Secara umum bisa dikatakan pendidikan merupakan proses pembentukan manusia. Mengingat manusia merupakan makhluk yang kompleks, tentu proses pembentukannya juga tidak bisa sederhana. Hal ini membuat permasalahan pendidikan tidak bisa disederhanakan dalam satu ranah saja, namun mau tidak mau terkait satu sama lain dengan semua ranah-ranah lainnya. Bila dicoba sederhanakan, manusia, selayaknya objek-objek lain pada umumnya, bisa kita pandang memiliki dikotomi aspek, yakni intrinsik dan ekstrinsik. Intrinsik adalah yang inheren terkandung, sedangkan yang ektrinsik adalah yang berasal dari luar dan bisa terwujudkan. Untuk mudahnya, dalam konteks manusia, unsur intrinsiknya adalah karakter dan jati diri, sedangkan unsur ekstrinsiknya adalah pengetahuan dan keterampilan. Ketika dikatakan pendidikan adalah proses membentuk manusia, maka harus diperjelas unsur apa yang dikembangkan. Kerancuan dua unsur ini lah yang kemudian menjadi salah satu sebab paradigma pendidikan saat ini cenderung bergeser.

Mana yang harus diutamakan antara pengembangan unsur intrinsik atau unsur ekstrinsik dari manusia dalam suatu proses pendidikan telah menjadi perbedaan pendapat tersendiri, karena hal ini lah yang menentukan paradigma pendidikan selanjutnya. Jika memakai pemikiran Ki Hajar Dewantara, tentu prioritas utama adalah unsur intrinsik, yang mana pendidikan merupakan pembentuk kepribadian dan kemerdekaan batin bangsa Indonesia.
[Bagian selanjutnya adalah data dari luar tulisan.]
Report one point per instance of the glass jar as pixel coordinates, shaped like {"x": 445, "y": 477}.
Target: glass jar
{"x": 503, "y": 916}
Ki Hajar menganggap kepribadian adalah kunci utama kualitas manusia, karena kepribadian lah yang membentuk budaya, dan dengan budayalah jati diri Indonesia bisa diperjuangkan dan dipertahankan. Tanpa kepribadian yang kuat, akan percuma semua ilmu pengetahuan lainnya karena keperibadianlah yang menentukan akan diapakan ilmu pengetahuan yang dimilikinya.

Ketika dikotomi paradigma ini diperluas dalam konsep pembangunan bangsa, paradigma umum ini lah yang akan menentukan bagaimana sistem pendidikan yang baik seharusnya diterapkan. Anggaplah unsur intrinsik bangsa adalah jati diri dan budayanya sedangkan unsur ekstrinsik bangsa adalah perekonomian, kemajuan teknologi, serta infrastrukturnya, maka ketika seseorang memandang bahwa yang terpenting dari bangsa ini adalah unsur ekstrinsiknya, maka itulah yang akan diterapkan dalam pendidikan, itulah yang akan jadi paradigma pembangunan manusianya, dan itulah yang akan jadi pemahaman seluruh produk didikannya. Dikotomi ini sangat terlihat antara orde lama dan ordebaru, yang mana Soekarno sangat fokus pada kemandirian dan kuatnya jati diri bangsa, sedangkan Soeharto fokus pada pembangunan dan perekonomian bangsa.

Ladang penuh Dilema

Pertanyaan selanjutnya adalah, paradigma mana yang sesungguhnya paling tepat untuk membangun bangsa? Secara ideal, tentu jika memungkinkan, kedua unsur ini harus dikembangkan secara simultan karena memang saling melengkapi. Sebab jika tidak, manusia yang dihasilkan akan pincang hanya ke salah satu unsur. Namun pada kenyataannya, dua hal ini tidak mudah untuk dikembangkan secara bersamaan. Bagaikan ketidakpastian Heissenberg, ketika fokus ke salah satu maka yang lainnya cenderung terabaikan. Dalam konteks negara, tentu pengembangan manusia fokus pada kemandirian budaya dan kepribadian membutuhkan waktu yang tidak sebentar sehingga akan membuat perkembangan perekonomian maupun pembangunan bangsa tidak akan bisa secepat jika mengikuti persaingan yang ada. Itulah yang dibawa oleh Soekarno yang mana menekankan tak masalah perkembangan lambat tapi berdiri di atas kaki sendiri.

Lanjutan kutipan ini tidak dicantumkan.